"Mr. Samaras is pretending to forget his party's and his own personal blame -- as a minister in ND governments -- for today's state of the Greek economy," minister of state and government spokesman Elias Mossialos said in a statement.
He accused Samaras of throwing out numbers at will, without stipulating a specific and realistic proposal for exiting the crisis, of consuming himself with a description of the problems without saying where he will find the money to materialise his proposals, of promising tax reductions and increases in pensions in an effort to deceive the citizens that an easy way supposedly exists for solving the crisis, and of demanding elections but at the same time admitting that not even in that way will there be an immediate solution to the country's problems.
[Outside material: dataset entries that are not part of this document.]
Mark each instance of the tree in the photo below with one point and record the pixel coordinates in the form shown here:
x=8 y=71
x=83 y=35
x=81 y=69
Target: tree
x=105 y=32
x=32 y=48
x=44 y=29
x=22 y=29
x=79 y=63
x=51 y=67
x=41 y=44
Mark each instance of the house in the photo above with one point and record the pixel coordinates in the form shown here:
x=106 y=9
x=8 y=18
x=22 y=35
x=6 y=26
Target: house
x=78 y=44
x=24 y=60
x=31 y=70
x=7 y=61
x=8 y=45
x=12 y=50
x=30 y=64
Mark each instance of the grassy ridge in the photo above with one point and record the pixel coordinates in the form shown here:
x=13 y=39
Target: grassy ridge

Mossialos further accused Samaras of having no compunction, speaking of a "pre-planned" recourse to the IMF while fully aware of the prime minister's struggle to find sources of financing for the country in exceptionally tough circumstances.
Samaras revealed that half his close associates were in favor of the Memorandum, "apparently because they realised that otherwise Greece would go bankrupt" but opted, however, to vote against it, preferring that the PASOK government take on the political cost and that he speaks from a safe position today, Mossialos continued.
The spokesman warned that Samaras was deluding himself if he believes that a "generalised citing of a nebulous 'different philosophy' will convince those who are going through truly hard times".